Farm School Week 14: Welcome, June, We Have Your CSA Veggies


A photo of Alison Spaude-FilipczakThe first week of June marks a transition here at the Greenbank Farm school. We have officially started our CSA. This is what we have been working toward for the past three months. Our members are the reason we have planted one hundred hundred-foot beds (to date) filled with annual vegetables. They are the reason we have the pleasure of growing so much good food. It’s week one of twenty, and our excitement is bursting so much that if we don’t let it out we will swell up and crack like the radishes. The time for harvest is now.

What has made it into this week’s box? Asian greens, salad turnips, radishes, spinach, head lettuce, kale, and arugula. Spring is the time of leafy greens — nutritionally dense, delicious, and somewhat overwhelming. Even as a self-proclaimed vegetable lover, I admit that our first box has lot of greens in it. However, that is eating with the seasons, and, for the sake of our CSA members, let’s hope they like salad.

Taryn proudly displays the contents of our first CSA share.Taryn proudly displays the contents of our first CSA share

Tuesday morning was the first harvest. My job was to pick Asian greens and salad turnips. Kelly and I used the salad knives that we had purchased from Johnny’s Seed catalogue to cut the greens right below the soil at the roots. We artfully bunched the home-mix of komatsuna, Tokyo bekana, and turnip tops, then twist-tied them together.  After picking and bunching the greens, we brought them to the washing station (a used sink with a hose attached to it) and hydro-cooled and washed the veggies in potable water before putting them in a box kept in the shade. I had never put too much thought into the need to keep vegetables cool and fresh until this experience, but man, fresh greens don’t look too good if they are left in the sun.

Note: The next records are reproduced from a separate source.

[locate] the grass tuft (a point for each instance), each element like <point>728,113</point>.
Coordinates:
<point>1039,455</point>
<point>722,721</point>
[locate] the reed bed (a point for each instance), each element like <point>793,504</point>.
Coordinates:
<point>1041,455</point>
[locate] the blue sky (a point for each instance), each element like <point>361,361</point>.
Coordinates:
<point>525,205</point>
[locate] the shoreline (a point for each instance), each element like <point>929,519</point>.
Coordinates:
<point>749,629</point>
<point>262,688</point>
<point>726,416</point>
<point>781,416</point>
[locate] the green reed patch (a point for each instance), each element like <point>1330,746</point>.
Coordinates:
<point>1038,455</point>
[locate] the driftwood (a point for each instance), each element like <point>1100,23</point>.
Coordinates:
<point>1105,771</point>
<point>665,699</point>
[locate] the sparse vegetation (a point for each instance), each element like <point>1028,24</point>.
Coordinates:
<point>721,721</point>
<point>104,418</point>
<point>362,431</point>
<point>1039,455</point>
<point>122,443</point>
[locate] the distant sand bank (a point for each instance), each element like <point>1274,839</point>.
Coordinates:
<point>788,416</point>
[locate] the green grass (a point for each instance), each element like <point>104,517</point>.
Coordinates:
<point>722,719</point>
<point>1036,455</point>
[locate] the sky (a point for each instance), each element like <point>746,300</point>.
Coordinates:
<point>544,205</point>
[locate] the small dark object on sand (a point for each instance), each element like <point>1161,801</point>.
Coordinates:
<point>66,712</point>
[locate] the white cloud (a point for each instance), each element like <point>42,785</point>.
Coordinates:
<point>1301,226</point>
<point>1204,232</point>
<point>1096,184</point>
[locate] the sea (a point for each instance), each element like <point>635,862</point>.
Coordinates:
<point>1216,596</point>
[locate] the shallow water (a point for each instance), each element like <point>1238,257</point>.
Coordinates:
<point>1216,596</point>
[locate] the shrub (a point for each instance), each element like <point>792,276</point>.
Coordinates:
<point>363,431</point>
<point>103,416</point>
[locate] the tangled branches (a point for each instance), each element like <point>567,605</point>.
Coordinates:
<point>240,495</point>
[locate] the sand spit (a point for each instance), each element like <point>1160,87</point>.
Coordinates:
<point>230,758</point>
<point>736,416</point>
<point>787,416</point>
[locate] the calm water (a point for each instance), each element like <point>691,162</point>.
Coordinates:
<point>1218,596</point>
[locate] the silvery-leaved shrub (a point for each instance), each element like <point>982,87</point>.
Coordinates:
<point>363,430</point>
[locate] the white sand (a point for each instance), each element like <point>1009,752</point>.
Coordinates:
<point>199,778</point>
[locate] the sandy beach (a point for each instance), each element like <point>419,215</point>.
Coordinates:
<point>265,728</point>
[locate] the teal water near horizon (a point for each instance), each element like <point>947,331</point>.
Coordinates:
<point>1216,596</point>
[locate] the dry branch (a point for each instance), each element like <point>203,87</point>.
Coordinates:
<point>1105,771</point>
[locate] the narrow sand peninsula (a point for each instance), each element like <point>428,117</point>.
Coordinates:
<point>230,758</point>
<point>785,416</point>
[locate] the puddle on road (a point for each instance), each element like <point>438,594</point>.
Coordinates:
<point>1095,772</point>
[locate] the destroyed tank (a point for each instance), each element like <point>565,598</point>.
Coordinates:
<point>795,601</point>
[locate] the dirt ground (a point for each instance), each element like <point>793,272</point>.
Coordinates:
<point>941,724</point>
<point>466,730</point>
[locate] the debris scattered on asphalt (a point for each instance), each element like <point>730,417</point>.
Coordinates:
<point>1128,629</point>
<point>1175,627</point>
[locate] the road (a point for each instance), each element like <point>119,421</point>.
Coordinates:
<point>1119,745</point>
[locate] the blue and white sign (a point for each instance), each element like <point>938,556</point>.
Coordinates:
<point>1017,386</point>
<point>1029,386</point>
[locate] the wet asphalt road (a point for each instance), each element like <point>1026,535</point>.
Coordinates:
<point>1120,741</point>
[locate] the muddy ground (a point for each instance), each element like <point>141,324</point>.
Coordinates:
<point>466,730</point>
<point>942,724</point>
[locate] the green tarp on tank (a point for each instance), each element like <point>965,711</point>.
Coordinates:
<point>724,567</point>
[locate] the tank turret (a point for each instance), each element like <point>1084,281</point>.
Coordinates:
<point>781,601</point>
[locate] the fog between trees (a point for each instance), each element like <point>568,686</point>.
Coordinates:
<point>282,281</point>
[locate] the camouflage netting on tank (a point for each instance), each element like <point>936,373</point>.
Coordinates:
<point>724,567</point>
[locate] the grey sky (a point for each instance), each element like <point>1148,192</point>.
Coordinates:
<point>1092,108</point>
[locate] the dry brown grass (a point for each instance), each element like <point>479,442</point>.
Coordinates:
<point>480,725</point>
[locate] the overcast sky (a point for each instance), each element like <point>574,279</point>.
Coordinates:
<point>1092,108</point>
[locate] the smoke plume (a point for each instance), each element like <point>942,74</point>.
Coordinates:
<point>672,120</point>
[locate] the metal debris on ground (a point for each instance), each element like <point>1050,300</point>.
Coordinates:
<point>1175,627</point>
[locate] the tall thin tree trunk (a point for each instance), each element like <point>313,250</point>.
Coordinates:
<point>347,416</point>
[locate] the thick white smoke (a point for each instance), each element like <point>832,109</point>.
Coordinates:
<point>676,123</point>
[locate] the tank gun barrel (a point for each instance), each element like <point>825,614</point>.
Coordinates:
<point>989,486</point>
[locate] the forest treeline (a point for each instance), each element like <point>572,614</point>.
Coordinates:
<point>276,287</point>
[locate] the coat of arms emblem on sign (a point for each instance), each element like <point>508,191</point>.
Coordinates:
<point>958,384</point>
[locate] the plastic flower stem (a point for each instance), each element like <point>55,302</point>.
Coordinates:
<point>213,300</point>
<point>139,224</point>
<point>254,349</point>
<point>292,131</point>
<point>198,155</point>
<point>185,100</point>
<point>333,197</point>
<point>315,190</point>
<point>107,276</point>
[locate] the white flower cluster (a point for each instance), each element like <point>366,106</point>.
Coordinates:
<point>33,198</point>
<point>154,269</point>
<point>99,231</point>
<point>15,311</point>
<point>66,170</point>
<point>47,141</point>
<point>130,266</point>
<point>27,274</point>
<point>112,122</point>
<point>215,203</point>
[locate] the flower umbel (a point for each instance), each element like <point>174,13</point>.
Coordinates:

Then, it was off the pick the salad turnips. Until this summer, I had never had a salad turnip in my life. Unlike the turnips we are all used to, these are a spring treat and eaten fresh like a radish. These are delicious. The turnips are white and golf ball size, they are so sweet I almost think of them as a fruit rather than a root. The greens, although not as sweet as the root, are also edible. I enjoy the greens lightly pickled or sautéed with oil and garlic. For the past few weeks I had been sneaking undersized turnips from the field when others had their backs turned. They are so good that they have brought me to thievery.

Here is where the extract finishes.